王翠英也問過楊忠良,楊忠良覺得這事影響父親的名譽就沒有承認,“李杏花是什麼人?她的話你也信?”
她選擇相信了楊忠良的話,王春花果然與楊老漢沒有啥關係,所以王翠英一直對王春花有防備之心。
“爹,俺是恁兒媳婦,照顧恁是應該的,乾嘛要一個外人來照顧?這不是讓人家笑話嗎?”
楊老漢聽王翠英這麼說,就說道,“春花不是外人,她和彩蓮就像是親姐妹,俺也一直把她當成親閨女一樣看待!”
“就是,大伯對俺好,俺來照顧他也是應該的……”
“那可不行,你和俺家不沾親不帶故的,你在這算啥?名不正言不順的?好像俺們這些做兒女的不管他似的,俺可不想讓彆人戳俺的脊梁骨……”
王翠英看向楊老漢說,“爹,恁兒子是乾部,恁閨女是老板,你住院讓一個外人照顧,彆人會怎麼看他們?
知道的說恁不讓俺伺候,不知道的說俺們不孝,恁說俺冤不冤?俺倒不怕說,可忠良和彩蓮都是有身份的人,你這不是往他們臉上抹黑嗎……”
“翠英!”楊忠良在病房外已經聽到了王翠英的話。他走進病房對王春花說,“春花,你那裡也忙,你就回去吧,這裡有翠英呢!”
王春花知道王翠英的意思,既然這樣,她也沒有必要非要伺候楊老漢,就說道,“行,那就辛苦翠英嫂子了!”

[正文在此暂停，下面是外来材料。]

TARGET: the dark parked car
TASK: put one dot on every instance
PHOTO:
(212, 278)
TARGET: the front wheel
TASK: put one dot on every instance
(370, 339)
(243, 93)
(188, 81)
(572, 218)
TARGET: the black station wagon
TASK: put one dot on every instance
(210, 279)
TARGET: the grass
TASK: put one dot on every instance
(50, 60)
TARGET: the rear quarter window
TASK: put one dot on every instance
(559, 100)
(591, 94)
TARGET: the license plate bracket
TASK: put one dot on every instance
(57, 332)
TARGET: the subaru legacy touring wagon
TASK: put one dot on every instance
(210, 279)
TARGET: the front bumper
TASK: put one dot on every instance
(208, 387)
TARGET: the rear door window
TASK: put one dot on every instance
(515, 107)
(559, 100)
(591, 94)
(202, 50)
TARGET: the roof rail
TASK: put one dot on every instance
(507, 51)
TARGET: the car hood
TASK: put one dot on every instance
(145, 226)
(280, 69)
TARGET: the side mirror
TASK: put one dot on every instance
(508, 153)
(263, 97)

王翠英說,“俺照顧俺公公是應該的,用不著你說這話!”
王春花對楊老漢說,“我先回去了,恁在醫院多住幾天,把身體養好再回去!”
“你放心吧,回去忙去吧,服裝廠那邊也離不開人,這邊你不要操心了!”
王春花走的時候,楊忠良要出去送她,王翠英說,“忠良,你在這看著咱爹,俺突然想到家裡的煤氣罐忘了擰上了,俺回去一趟!”她說著就走出了病房。

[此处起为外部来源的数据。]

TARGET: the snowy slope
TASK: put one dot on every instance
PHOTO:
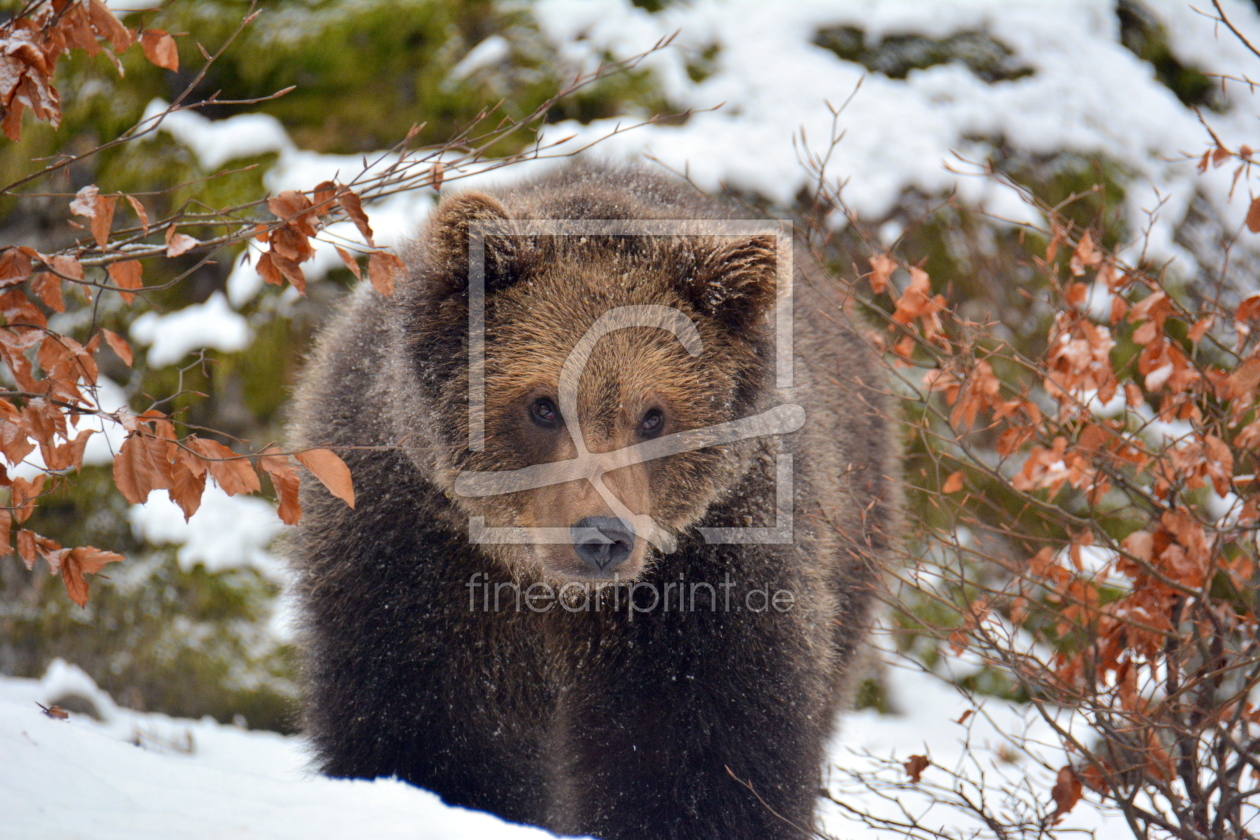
(82, 778)
(137, 776)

王翠英追上王春花說,“王春花,俺真是服了你了,你都三個孩子了,為啥還要來打擾俺的生活?”
“你誤會了,我隻是來照顧楊大伯的,沒有彆的意思……”
“誤會?你就彆狡辯了,你借著來照顧俺爹的幌子,不就是想見楊忠良嗎?
你以為俺是傻子,這些年你倆一直是藕斷絲連,你當俺不知道……俺給你說,你要是把俺惹急了,俺可啥事都能乾出來,你不讓俺好過,你也彆想好過……”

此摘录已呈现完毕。